Yves Ekoué Amaïzo, économiste à l’Organisation des Nations unies pour le développement industriel, dirige Afrology, un groupe international de réflexion sur l’Afrique.
DE FILIPPIS Vittorio
Peut-on parler de l’émergence d’une société civile en Afrique ?
Certes, elle diffère d’un pays à l’autre, mais on la perçoit de plus en plus active. C’est sans doute la «fatigue de l’aide», comme disent les économistes, qui explique son émergence. Ils sont désormais minoritaires ceux qui, en Afrique, croient encore aux beaux discours des pays du Nord. La promesse des années 70, quand ceux-ci promettaient qu’ils consacreraient chaque année l’équivalent de 0,7 % de leur richesse à l’aide publique au développement des pays du Sud ne fait plus rêver personne. Et pour cause ! Nous n’atteignons pas 0,4 % aujourd’hui. En 2002, les pays réunis à Monterrey, au Mexique, ont promis qu’ils doubleraient leur aide. Le Sud attend toujours. Ces désillusions expliquent beaucoup cette volonté de prendre son destin en main.
Le secteur privé, notamment les entreprises, comblent-elles ce vide ?
De conférence en conférence, les politiques et quelques économistes expliquaient que le marché pouvait remplacer la solidarité internationale déclinante. Certes, il existe aujourd’hui des entreprises, notamment étrangères, qui en Afrique se soucient d’accès à l’eau, de santé, voire d’éducation. Mais ce sont des épiphénomènes.
Quel est le rôle des organisations internationales ?
Elles accompagnent le mouvement, et reconnaissent l’utilité de la société civile. Mais, paradoxalement, elles n’ont pas fait grand-chose pour favoriser son apparition. Prenons la Banque mondiale : elle a mis au point des programmes de réduction de la pauvreté. Mais si on regarde ce qui se passe au Mali, pays producteur de coton, elle y encourage surtout la production du coton comme simple matière première, et n’incite pas au développement d’une industrie du textile. Au final, sous l’effet des subventions aux producteurs de coton dans les pays riches, les cotonniers maliens se paupérisent. Les ONG, africaines et autres, sont devenues les avocats de pays comme le Mali.
La France favorise-t-elle les sociétés civiles en Afrique ?

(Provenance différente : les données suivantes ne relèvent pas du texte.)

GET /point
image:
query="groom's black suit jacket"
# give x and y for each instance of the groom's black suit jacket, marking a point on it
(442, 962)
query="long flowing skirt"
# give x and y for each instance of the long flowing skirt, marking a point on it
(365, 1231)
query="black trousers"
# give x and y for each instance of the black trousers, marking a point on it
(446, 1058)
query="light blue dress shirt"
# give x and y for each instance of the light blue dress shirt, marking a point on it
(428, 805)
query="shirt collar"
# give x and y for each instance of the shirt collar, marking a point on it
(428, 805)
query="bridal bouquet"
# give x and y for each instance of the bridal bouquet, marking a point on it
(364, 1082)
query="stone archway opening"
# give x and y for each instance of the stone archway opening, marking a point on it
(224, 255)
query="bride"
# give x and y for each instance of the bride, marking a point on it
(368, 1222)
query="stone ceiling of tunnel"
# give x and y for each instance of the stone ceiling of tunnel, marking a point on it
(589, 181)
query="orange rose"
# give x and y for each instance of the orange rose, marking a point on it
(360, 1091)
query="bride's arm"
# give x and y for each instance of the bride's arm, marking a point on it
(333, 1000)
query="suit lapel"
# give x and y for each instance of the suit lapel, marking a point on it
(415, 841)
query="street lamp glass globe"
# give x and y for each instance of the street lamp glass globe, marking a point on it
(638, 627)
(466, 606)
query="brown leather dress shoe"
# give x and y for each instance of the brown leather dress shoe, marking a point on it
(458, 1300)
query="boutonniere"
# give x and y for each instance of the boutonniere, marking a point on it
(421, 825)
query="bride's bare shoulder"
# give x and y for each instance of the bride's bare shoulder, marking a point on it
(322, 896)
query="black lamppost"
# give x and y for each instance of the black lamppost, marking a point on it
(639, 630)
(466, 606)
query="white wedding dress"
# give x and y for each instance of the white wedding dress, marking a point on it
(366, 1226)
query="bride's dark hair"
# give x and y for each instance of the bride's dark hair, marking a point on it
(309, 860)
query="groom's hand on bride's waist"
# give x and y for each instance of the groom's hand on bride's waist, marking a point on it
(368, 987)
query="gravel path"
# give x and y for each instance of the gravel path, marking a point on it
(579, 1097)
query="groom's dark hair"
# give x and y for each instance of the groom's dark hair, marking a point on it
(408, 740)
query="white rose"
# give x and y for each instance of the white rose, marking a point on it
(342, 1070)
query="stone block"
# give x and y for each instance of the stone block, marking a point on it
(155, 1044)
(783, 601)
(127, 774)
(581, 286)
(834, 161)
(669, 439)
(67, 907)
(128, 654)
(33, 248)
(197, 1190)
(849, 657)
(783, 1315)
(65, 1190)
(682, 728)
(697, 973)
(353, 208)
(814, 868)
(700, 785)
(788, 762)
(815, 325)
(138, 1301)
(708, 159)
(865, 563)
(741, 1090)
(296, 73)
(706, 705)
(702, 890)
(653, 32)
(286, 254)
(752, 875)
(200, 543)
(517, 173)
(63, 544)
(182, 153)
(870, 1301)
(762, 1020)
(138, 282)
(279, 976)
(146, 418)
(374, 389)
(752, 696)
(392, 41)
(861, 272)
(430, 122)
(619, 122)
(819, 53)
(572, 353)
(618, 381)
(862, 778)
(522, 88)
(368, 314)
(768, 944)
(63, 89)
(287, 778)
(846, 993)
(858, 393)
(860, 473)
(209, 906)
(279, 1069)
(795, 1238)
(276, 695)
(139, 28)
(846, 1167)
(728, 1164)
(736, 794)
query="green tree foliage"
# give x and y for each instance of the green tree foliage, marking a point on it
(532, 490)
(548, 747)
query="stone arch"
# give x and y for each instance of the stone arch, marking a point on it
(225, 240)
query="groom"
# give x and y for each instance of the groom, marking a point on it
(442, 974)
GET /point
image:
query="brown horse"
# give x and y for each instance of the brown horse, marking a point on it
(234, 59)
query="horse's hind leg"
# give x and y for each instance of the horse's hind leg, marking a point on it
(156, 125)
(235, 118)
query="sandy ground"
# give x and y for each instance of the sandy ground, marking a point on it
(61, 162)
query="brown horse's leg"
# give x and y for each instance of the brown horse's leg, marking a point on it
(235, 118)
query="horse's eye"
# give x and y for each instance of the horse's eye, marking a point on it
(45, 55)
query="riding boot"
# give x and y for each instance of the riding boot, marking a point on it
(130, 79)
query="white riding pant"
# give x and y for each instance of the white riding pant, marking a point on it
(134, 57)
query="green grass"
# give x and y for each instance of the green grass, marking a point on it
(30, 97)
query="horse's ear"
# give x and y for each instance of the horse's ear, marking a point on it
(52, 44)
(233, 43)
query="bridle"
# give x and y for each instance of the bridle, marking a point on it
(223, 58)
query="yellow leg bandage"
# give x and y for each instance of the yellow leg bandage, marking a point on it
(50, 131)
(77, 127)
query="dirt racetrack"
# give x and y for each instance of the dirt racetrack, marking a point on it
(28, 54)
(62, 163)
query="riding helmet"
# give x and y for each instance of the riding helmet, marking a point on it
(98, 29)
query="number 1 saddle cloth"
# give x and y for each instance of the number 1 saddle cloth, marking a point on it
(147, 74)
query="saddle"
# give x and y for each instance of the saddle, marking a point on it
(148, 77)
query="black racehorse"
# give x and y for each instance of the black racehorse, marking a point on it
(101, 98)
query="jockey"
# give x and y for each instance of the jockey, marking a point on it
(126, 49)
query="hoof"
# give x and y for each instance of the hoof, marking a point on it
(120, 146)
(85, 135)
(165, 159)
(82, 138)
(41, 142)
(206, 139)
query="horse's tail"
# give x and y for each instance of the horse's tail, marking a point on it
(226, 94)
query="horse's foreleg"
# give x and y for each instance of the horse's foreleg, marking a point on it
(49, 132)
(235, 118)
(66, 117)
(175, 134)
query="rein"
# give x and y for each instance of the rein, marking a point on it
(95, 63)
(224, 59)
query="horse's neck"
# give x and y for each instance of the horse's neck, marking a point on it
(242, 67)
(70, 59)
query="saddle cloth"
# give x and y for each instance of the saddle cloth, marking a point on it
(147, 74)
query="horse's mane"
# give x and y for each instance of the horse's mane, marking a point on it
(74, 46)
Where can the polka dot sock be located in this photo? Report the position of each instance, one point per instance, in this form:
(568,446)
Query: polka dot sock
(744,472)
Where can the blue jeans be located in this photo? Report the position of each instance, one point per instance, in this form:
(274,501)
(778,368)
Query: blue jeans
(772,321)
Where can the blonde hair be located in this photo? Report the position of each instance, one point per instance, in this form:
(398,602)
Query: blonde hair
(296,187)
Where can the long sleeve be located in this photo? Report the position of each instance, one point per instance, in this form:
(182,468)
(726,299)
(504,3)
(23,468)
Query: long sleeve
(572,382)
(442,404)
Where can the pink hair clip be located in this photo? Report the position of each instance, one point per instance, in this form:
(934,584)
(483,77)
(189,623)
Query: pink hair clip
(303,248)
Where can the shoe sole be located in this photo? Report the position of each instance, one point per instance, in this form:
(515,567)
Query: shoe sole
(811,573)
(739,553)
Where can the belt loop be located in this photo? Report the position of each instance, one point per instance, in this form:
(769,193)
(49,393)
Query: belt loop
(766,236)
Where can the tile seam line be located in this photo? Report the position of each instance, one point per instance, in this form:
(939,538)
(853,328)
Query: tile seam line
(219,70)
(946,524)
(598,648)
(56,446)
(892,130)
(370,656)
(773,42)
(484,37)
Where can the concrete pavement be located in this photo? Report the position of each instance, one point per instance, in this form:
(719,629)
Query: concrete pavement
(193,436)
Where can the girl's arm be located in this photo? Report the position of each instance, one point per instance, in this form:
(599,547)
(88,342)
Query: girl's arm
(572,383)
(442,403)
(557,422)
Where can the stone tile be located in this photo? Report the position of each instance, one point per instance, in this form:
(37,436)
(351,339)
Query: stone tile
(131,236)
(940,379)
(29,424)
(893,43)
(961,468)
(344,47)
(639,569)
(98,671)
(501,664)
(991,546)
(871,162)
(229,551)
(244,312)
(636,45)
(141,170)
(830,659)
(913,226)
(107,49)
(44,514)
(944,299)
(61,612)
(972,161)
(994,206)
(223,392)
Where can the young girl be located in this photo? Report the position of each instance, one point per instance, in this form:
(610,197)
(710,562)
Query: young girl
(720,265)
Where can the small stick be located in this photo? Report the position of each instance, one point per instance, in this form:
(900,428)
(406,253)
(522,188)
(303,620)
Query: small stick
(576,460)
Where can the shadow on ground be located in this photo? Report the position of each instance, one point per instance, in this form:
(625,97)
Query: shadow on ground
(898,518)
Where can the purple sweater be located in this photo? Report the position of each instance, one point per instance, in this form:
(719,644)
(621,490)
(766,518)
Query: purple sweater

Elle s’adapte. Il y a une évolution dans son paternalisme vis-à-vis d’une partie de l’Afrique. Mais encourager la société civile à prendre plus d’espace dans les débats et les actions aurait dû se traduire par une augmentation des moyens. Or l’Etat français ne fait pas grand-chose pour aider les ONG et associations africaines. Le budget annuel de l’ONG anglaise Oxfam est équivalent à celui des trois plus grosses ONG françaises. On retrouve les mêmes écarts avec les pays scandinaves. Cette situation reflète deux approches différentes. Celle, anglo-saxonne et scandinave, qui fait confiance au rôle croissant de la société civile. Et celle de la France, plus étatique. Elle aide des ONG, des associations, mais veut garder le contrôle. En outre, alors que les budgets augmentent des deux côtés, privé et public, dans les pays scandinaves, ils diminuent en France.